Another inoffensive episode of ER has come and gone. Wasn’t bad, but won’t leave a mark for long. At least this episode had a common theme that ran through almost all of the storylines family.
The ending of the episode could have been a touching, warm family scene. However, it was ruined as it was telegraphed from the beginning of the episode. As soon as Gates was on the phone with the clinic, complaining that the results never arrived, it was obvious that they were delivered but hidden by Sarah. The only real question remaining was whether she’s hiding the envelope because she’s too scared to open it and find the results or whether she already knows the results (Which can’t be good, otherwise she wouldn’t hide them). It was also obvious that Tony’s dad was gonna mess up, since we haven’t seen him in a long time and that kind of character usually only shows up to cause trouble. The ending, with Tony sending away his dad, a “real” relative, but contemplating keeping Sarah, who isn’t, could have been really good if it wasn’t that expected. But still, it wasn’t badly done (Despite the fact that I wouldn’t mind seeing them all go away).
Gates view about family could have been influenced by the case he’s been working on with Kovac. Their patient, who died of a heart attack, was taking care of his father they each only had each other to rely on. Not only that, but the father seems to be senile. Seeing the bond between father and son possibly made him realize it’s better to hold on to the good relationship he has with Sarah rather than the crappy one with his dad.

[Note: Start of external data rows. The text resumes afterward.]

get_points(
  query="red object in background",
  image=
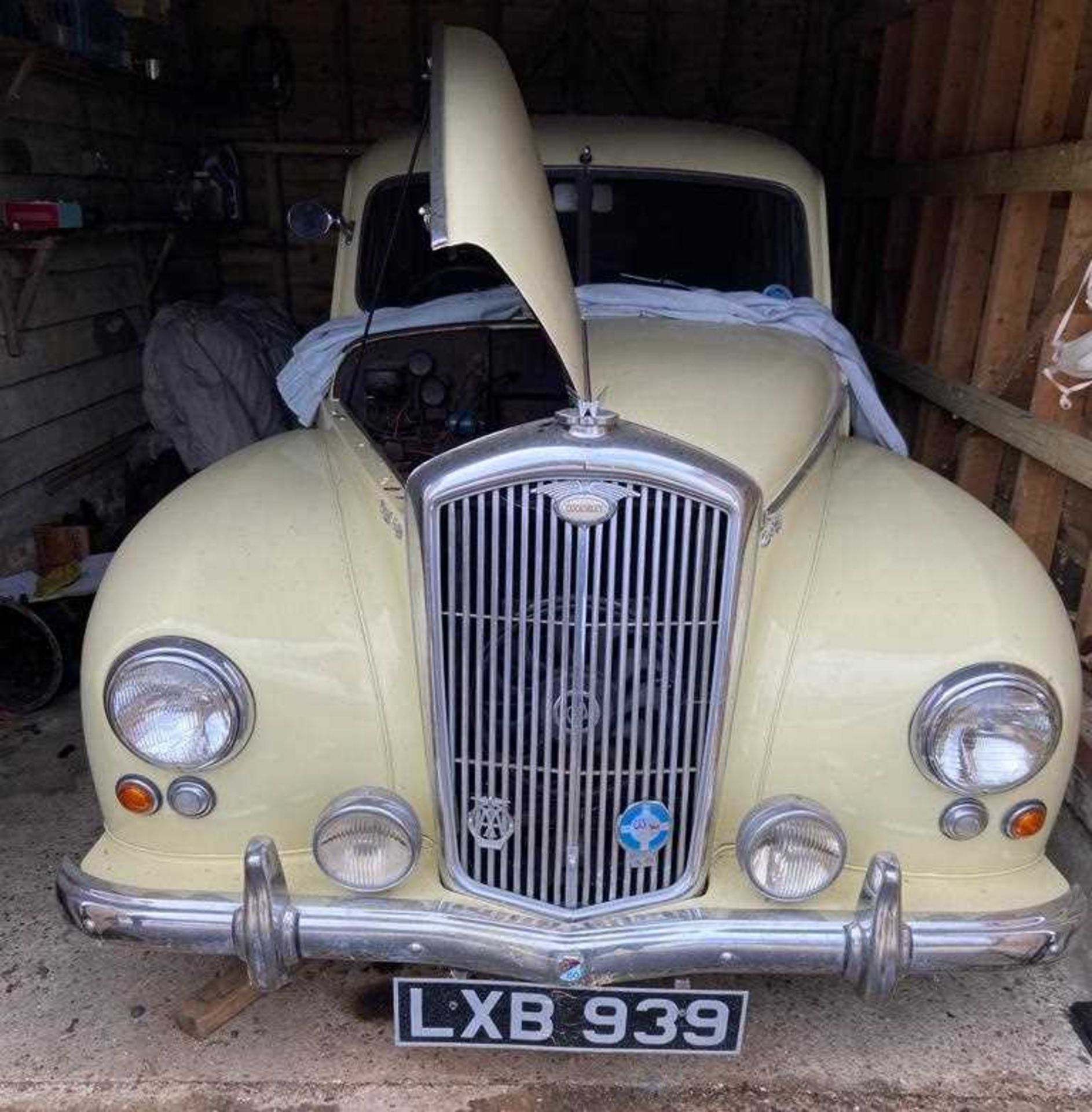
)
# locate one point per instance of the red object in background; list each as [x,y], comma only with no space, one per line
[41,216]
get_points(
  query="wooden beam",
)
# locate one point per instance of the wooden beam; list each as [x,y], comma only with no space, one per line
[992,120]
[872,16]
[929,35]
[949,126]
[1061,449]
[1043,107]
[303,149]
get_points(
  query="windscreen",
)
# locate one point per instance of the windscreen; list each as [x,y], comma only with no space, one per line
[699,232]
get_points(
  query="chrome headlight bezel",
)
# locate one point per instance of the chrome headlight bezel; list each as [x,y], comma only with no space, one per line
[200,657]
[371,801]
[771,813]
[959,685]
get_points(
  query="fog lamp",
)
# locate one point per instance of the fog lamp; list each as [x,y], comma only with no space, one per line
[367,840]
[791,848]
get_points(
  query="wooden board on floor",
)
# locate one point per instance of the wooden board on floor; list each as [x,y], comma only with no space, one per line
[217,1002]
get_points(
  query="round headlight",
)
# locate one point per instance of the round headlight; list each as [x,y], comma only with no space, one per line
[791,848]
[178,703]
[367,840]
[985,729]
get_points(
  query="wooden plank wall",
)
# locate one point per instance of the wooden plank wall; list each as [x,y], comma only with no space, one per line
[959,279]
[357,78]
[70,403]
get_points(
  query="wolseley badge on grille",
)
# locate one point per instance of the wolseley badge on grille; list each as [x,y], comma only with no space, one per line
[490,822]
[584,502]
[644,828]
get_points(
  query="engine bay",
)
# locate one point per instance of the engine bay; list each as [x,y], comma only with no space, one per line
[420,394]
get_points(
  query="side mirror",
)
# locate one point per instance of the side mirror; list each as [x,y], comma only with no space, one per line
[314,221]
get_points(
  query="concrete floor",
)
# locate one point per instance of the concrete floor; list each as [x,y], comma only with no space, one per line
[90,1025]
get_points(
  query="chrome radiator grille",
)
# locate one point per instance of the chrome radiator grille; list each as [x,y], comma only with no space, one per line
[577,670]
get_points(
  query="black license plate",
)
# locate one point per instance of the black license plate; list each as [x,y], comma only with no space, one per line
[513,1015]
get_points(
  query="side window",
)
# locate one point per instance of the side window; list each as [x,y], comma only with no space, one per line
[712,234]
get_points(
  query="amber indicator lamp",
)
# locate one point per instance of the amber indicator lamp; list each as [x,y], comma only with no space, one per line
[1025,820]
[138,795]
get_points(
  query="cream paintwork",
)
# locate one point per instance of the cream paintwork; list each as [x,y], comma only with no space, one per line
[292,557]
[499,198]
[306,517]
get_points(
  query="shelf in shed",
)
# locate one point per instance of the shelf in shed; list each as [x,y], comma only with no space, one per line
[16,306]
[41,57]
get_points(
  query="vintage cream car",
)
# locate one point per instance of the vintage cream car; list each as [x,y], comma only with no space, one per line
[683,680]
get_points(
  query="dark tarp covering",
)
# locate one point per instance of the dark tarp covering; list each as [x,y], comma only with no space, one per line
[210,374]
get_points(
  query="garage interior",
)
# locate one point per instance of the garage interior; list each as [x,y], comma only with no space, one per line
[957,141]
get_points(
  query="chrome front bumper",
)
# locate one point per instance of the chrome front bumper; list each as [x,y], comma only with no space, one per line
[872,946]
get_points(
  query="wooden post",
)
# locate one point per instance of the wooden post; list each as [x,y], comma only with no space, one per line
[1036,500]
[958,70]
[929,36]
[974,222]
[1045,103]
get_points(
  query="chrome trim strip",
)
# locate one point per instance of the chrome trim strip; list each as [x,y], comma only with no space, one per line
[872,946]
[437,216]
[544,451]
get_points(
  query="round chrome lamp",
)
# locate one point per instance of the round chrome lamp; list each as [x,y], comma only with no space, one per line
[178,703]
[791,848]
[984,729]
[367,840]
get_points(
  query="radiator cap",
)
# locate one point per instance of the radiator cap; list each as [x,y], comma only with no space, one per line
[587,419]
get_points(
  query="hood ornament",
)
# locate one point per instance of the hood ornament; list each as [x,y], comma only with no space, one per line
[587,418]
[585,502]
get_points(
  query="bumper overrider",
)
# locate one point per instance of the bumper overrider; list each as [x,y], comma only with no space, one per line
[872,946]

Gates is also involved with Pratt’s family. Pratt’s brother wants to be an EMT. Even though it’s not the most “gay friendly” environment, that’s something he wants to do, before a career in plastic surgery. Pratt has no choice but ask Gates for help, as he’s “one of the guys” and can make things easier for Chaz. Gates doesn’t know yet he’s gay, and I doubt he will, considering Greg already told Chaz it’s strictly “Don’t ask don’t tell”.
One of the highlights of this week’s episode, “Family Business”, came in the form of a guest appearance by Ken Davitian. If that name doesn’t say much to you, perhaps you’ll know who he is if I call him Azamat Bagatov the character he played on last year’s hit movie Borat: Cultural Learnings of America for Make Benefit Glorious Nation of Kazakhstan. Yes, that was him, the guy who was wrestling naked in a hotel room with Sacha baron Cohen. On ER he played an Armenian florist who crashed his car in the ambulance bay, as he brings in a sick kid. It wouldn’t leave a long lasting impression, but it was nice to see him.
And the same can be said about the entire episode. It was nice, but won’t leave any long lasting impression. As I’ve said in the past, ER just isn’t exciting any more. It can have nice episodes, but not memorable ones. I can still remember episodes like “Hell and High Water” from 10 years ago, but if you ask me what happened three months ago, I’ll go blank. But I’ll still take episodes like this one, who at least aren’t bad, over some of the really boring and terrible ones we’ve seen lately.